The dead men were identified by Los Angeles police as Harut Baburyan, 28, Sarkis Karadjian, 26, Vardan Tofalyan, 31, and Hayk Yegnanyan, 25.

Police said Galstyan was seen on surveillance video inside the restaurant.

"This was a crime among people who knew each other,'' said L.A. City Councilman Paul Krekorian, who represents Valley Village.

Search warrants were served today on locations linked to the suspect in North Hollywood and Glendale, said Kevin McClure, captain of the LAPD's Robbery-Homicide division.

McClure said police had "a great deal of physical evidence'' linking Galstyan to the murders and believe he is still in the area and is being assisted to avoid capture.

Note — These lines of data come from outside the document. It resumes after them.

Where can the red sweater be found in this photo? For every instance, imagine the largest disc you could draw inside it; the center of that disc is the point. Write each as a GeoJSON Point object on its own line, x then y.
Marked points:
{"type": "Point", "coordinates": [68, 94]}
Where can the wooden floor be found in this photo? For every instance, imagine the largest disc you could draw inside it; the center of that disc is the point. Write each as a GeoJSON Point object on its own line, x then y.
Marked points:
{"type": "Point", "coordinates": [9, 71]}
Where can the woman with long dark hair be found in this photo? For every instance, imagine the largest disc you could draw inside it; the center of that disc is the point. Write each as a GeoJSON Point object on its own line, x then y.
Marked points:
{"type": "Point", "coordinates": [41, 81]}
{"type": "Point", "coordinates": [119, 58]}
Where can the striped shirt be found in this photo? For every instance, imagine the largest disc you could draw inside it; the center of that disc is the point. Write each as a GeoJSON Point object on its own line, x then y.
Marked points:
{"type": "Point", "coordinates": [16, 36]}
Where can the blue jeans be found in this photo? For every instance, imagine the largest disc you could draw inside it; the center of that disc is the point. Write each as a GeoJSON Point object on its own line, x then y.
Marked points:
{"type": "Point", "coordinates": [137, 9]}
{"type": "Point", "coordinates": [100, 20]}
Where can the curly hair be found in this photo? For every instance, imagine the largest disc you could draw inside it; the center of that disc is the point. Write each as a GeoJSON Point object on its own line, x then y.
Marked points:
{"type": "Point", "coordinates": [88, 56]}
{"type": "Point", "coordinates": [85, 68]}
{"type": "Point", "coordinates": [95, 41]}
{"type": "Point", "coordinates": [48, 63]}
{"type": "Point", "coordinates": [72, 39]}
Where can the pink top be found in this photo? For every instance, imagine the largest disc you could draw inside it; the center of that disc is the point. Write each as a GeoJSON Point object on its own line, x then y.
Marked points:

Police initially said the victims appeared to have been targeted and that the shooting may have been related to Armenian gangs, but they said today the shooting was apparently just a dispute that erupted at a party.

Police declined to comment on whether Galstyan had a criminal record or links to gangs or organized crime.

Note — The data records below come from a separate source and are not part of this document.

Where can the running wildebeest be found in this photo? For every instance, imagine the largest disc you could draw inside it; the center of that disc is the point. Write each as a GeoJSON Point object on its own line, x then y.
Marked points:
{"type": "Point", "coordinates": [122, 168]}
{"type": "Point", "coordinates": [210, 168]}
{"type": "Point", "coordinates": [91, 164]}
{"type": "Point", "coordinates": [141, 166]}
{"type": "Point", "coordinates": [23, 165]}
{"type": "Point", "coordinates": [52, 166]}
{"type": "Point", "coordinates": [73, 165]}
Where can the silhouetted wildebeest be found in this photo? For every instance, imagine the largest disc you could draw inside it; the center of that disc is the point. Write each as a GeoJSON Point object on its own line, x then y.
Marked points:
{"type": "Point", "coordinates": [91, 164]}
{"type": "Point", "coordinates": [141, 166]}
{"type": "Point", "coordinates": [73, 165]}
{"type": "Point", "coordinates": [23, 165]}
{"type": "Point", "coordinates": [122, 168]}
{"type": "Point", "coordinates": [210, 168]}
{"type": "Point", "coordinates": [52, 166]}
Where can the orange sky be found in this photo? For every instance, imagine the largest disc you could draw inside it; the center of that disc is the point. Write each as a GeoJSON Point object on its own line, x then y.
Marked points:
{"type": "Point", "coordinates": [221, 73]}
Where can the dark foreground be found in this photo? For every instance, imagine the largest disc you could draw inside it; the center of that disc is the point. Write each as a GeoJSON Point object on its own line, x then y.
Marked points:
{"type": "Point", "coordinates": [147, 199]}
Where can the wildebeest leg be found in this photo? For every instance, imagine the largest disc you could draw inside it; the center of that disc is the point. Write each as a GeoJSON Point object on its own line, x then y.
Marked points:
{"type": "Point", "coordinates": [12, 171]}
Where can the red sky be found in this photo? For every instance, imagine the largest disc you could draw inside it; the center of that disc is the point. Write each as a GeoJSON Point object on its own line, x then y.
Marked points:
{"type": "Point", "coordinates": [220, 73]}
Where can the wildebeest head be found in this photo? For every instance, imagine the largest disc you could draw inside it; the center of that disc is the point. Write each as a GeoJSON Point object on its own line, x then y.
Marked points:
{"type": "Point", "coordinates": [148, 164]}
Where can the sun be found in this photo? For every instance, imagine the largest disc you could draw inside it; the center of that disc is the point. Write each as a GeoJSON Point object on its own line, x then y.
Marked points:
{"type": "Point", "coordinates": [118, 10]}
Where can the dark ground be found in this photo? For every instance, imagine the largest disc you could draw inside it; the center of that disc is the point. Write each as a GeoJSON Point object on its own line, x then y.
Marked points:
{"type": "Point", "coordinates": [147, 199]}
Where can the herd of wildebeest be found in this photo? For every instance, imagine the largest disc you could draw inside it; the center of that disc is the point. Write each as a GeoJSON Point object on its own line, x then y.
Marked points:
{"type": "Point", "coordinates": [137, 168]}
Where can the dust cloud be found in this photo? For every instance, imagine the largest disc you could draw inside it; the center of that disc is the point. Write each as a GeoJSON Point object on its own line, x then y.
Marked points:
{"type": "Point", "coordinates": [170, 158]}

McClure said no state charges had yet been filed in the case, but Galstyan was indicted this morning by a federal grand jury in Los Angeles on weapons charges.

The three-count indictment — the result of an ongoing federal investigation — charges him with conspiracy, engaging in the business of dealing in firearms without a license and possession of a firearm with an obliterated serial number, said U.S. Attorney Andre Birotte.

According to the indictment, Galstyan allegedly met with a confidential informant on Sept. 2 and sold two .223-caliber semiautomatic rifles with obliterated serial numbers, along with two high-capacity magazines, for $3,600.

Galstyan also allegedly told the informant he could sell HK rifles with 8-inch barrels for $3,000 each, and that he routinely had AK weapons for sale, according to the indictment.

Each of the three counts carries a five-year federal prison sentence, Birotte said.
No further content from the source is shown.